Their December meeting minutes (published on January fifth) suggested that voting members may be willing to raise rates even faster and further than they had previously led us to believe to combat inflation. As a result, technology/growth stocks have been weaker than value stocks. Growth stocks have lower cashflow than their value counterparts but are expected to gradually increase over time. These future cash flows are more sensitive during a rising interest rate environment. Conversely, declining interest rates serve as a tailwind for growth stocks, as was the case when the S&P 500 Growth ETF (IVW) outperformed S&P 500 Value ETF (IVE) by 6% annually (12.7% vs. 6.7% respectively) as interest rates drifted lower from 2007 to 2021. In this article, I will recap my recommendation to increase your value stock and reduce your growth stock exposures and provide an update for a recommended market-neutral position.
Previous Recommendation Recap
In my article early last November, I recommended increasing large cap value exposure while decreasing large cap growth weight (such as QQQ). In addition, I suggested implementing a market neutral position by buying IVE and selling short IVW based on their relative strength analysis. When I plotted the 10-week moving average of IVE/IVW relative strength and its 12-26 week MACD, I noticed a significant positive divergence between the two (Point B on Chart 1). It was reminiscent of Point A in 2012, when a similar bullish pattern formed in addition to IVE/IVW being below its trendline. The major difference between the two instances is that in the more recent occurrence IVE was significantly weaker versus IVW, as the MACD of relative strength was below -5% (2020) compared to -2% (2011). Thereby, creating a sharper positive divergence formation. I set the profit target of IVE/IVW market neutral position at 15% to 20%.

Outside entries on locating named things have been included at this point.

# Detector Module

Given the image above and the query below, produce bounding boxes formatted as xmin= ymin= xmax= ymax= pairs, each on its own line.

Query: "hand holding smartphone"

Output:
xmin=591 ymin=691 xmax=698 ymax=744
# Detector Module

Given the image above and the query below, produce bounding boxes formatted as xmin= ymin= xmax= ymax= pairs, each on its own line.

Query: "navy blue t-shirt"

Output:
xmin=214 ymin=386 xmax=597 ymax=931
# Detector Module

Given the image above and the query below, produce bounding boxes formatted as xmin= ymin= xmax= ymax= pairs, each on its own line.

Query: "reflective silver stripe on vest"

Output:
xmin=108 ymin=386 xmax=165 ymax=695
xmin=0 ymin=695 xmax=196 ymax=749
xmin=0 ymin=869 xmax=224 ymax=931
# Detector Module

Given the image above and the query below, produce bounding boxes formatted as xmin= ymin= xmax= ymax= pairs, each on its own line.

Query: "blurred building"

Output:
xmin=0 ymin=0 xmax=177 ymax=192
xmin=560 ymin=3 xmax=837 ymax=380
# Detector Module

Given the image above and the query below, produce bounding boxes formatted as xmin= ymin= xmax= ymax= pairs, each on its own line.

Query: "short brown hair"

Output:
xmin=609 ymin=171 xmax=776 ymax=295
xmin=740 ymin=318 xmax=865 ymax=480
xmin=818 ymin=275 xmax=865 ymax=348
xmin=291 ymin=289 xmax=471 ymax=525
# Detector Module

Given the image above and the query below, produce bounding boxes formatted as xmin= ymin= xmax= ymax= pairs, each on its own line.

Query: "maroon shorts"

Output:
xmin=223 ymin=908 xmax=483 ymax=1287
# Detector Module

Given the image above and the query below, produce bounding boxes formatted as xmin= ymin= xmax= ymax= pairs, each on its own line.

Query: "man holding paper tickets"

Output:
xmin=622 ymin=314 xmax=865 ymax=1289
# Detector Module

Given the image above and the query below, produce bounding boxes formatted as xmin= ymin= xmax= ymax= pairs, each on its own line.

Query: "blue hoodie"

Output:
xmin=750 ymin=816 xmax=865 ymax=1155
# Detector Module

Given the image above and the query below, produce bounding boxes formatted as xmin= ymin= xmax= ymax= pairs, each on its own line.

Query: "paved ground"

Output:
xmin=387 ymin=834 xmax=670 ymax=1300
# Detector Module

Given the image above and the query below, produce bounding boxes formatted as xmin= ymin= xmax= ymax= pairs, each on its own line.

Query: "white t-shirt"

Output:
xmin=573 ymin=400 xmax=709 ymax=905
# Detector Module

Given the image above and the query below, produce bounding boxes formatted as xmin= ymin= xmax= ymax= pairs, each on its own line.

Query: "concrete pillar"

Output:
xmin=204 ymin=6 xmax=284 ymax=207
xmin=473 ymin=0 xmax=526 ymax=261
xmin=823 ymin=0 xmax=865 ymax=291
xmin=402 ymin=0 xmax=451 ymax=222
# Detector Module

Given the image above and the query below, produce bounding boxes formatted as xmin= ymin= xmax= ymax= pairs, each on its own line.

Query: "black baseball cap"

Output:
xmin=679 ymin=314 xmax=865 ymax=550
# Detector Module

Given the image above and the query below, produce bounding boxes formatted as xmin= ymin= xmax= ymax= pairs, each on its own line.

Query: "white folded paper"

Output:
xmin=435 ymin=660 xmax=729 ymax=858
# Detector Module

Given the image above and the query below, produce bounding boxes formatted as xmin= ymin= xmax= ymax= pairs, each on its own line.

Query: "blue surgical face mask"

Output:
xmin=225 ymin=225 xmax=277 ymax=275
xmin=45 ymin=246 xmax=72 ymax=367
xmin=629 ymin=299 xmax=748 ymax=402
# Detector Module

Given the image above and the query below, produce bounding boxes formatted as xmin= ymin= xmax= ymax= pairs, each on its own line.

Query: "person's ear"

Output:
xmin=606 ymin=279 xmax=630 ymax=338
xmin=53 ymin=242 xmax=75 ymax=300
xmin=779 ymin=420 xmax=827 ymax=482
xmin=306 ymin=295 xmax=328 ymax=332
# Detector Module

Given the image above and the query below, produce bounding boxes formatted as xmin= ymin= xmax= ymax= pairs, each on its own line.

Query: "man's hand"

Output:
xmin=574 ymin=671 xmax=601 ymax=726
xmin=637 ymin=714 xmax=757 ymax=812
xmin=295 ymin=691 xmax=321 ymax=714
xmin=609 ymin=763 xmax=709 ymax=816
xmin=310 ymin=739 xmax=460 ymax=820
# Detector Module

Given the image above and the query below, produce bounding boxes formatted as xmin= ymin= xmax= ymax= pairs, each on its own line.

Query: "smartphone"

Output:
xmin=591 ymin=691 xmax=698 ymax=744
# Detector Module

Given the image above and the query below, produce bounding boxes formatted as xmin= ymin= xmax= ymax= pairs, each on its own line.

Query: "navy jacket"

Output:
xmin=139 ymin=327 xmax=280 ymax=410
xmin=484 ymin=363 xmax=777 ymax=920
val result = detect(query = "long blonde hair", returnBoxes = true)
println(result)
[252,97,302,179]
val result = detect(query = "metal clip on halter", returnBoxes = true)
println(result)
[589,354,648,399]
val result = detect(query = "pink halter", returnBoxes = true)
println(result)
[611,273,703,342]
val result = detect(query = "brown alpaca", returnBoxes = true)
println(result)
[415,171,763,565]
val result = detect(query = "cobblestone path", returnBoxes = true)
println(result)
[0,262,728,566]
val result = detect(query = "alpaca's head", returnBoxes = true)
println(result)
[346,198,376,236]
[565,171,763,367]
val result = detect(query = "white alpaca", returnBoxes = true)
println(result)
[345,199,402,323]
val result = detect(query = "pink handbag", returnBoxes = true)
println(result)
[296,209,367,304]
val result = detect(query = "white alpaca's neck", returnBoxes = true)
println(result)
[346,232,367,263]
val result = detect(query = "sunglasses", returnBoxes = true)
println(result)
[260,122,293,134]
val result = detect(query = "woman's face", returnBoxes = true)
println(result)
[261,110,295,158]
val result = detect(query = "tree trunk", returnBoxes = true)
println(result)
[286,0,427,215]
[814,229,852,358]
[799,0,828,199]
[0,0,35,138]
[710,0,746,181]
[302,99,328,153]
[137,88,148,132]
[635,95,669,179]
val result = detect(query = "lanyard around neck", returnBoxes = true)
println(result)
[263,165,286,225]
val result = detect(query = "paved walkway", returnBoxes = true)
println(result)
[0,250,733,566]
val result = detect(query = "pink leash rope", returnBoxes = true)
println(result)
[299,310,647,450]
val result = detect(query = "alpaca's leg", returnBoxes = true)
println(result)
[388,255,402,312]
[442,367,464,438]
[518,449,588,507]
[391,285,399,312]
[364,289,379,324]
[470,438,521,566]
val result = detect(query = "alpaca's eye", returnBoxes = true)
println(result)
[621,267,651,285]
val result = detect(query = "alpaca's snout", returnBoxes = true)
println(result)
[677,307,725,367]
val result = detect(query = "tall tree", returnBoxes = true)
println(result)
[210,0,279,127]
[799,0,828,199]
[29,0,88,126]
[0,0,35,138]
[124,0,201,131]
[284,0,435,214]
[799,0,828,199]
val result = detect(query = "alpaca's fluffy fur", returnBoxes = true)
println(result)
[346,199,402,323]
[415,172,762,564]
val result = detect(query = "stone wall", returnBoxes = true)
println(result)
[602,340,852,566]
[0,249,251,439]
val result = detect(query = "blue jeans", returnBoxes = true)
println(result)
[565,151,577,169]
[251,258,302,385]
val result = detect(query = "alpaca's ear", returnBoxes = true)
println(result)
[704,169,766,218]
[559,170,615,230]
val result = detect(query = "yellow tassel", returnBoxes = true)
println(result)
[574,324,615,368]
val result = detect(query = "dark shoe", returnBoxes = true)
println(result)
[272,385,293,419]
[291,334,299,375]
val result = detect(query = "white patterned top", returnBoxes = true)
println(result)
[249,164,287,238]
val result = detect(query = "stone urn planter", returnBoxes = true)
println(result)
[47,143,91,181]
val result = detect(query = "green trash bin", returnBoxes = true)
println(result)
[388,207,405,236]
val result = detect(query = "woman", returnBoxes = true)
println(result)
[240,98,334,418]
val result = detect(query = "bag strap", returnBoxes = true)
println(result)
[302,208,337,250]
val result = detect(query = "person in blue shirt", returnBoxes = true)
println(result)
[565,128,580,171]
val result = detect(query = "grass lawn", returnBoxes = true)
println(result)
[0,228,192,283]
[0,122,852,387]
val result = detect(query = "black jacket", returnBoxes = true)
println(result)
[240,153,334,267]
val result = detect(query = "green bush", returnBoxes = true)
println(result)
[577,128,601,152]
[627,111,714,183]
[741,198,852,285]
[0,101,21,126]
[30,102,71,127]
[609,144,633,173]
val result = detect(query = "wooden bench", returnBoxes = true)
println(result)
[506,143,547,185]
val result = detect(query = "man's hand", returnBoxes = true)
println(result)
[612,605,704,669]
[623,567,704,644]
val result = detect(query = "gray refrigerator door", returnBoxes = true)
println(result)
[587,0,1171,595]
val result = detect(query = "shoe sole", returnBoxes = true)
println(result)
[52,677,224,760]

I believe there is much more upside potential as IVE/IVW relative strength (RS) has not even reached the trendline yet (dotted line in Chart 3). Therefore, I anticipate the position to reach at least a 15% profit if the RS stops at the trendline, which also happens to be the middle channel line (displayed in the enlarged view in Chart 3). However, I can imagine the target profit may reach near 30% before any substantial pull back as the expected rise in interest rates will continue to serve as a headwind for the growth stocks. I will provide updates on this position as needed.